La coupure praxéologique constatée après 1945 induisait à valoriser cette fonction traditionnelle de la théorie, la nouvelle stratégie exigeant la formulation de doctrines à la fois plus rigoureuses et plus prudentes que par le passé. Pour les raisons que j'ai dites, on ne pouvait plus se contenter d'extrapoler, en quelque sorte, la théorie de la guerre qui, si elle conservait sa validité, n'était plus qu'un cas particulier d'une théorie de la stratégie englobante, comme la physique newtonienne "s'inscrit" dans l'einsteinienne. Clausewitz, indépassable dans le discours de la guerre, devait être néanmoins dépassé dans le déploiement d'un discours de la stratégie dont la guerre n'est plus qu'une phase dans le spectre des états de conflit.

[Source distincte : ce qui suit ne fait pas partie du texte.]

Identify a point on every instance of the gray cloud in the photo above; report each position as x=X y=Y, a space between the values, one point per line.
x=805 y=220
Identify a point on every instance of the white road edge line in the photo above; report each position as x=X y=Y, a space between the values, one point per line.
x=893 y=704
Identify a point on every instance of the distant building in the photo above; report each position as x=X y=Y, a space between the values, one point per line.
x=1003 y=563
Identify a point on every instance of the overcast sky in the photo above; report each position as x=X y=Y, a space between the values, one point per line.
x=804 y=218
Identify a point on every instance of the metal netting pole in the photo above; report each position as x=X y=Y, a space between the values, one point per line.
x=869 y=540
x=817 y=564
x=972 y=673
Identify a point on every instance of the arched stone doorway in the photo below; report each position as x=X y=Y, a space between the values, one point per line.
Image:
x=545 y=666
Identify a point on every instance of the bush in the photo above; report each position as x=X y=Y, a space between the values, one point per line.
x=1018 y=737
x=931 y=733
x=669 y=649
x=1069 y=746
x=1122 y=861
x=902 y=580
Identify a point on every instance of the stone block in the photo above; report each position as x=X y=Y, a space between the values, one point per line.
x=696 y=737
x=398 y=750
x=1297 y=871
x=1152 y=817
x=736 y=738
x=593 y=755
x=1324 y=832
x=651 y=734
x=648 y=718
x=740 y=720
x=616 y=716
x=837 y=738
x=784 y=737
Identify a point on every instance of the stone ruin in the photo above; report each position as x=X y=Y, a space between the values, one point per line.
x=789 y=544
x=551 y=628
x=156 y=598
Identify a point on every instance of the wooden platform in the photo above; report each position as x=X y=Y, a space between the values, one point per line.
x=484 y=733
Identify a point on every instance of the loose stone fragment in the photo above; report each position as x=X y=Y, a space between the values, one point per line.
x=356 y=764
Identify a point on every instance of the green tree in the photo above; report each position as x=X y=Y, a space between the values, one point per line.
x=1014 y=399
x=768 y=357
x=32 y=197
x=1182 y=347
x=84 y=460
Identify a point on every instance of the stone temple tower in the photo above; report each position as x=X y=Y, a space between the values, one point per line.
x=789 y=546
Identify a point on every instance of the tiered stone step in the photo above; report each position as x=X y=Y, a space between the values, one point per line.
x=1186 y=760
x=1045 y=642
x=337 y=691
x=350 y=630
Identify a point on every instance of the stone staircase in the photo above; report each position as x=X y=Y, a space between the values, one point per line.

Que la vaste entreprise de théorisation lancée dans les années 50 n'ait réussi, jusqu'à maintenant, qu'à produire des fragments, des isolats de théorie mal raccordés entre eux, que la théorie générale de la stratégie - que j'ai nommée stratégique - reste à édifier et que le chantier stratégique demeure ouvert, cela ne doit pas nous interdire d'admirer l'effort intellectuel et la production théorique des quarante dernières années. Effort et production manifestés par la succession des doctrines : elles n'ont pu se former, pour tenir compte des changements intervenus dans les déterminations ou facteurs de la stratégie, qu'en exploitant l'information de base et les méthodes - la boîte à outils - fournies par les théories.

 

Le stratégiste et le passage du dire au faire

L'extension et la production intensive du chantier stratégique ne furent rendues possibles que par l'événement sociologique évoqué plus haut : pour la première fois, des stratégistes ont été directement impliqués dans les conceptions, computations et décisions des stratèges professionnels. Dans des organismes d'études et de recherches rattachés au système militaire, dans les universités, les laboratoires et l'industrie, dans les nombreux bureaux d'étude qui n'ont cessé de se multiplier, stimulés par la demande des armées, les experts des sciences dures et molles ont été attirés, à la fois, par l'intérêt intellectuel des problèmes inter et trans-disciplinaires de la nouvelle stratégie et par les financements étatiques.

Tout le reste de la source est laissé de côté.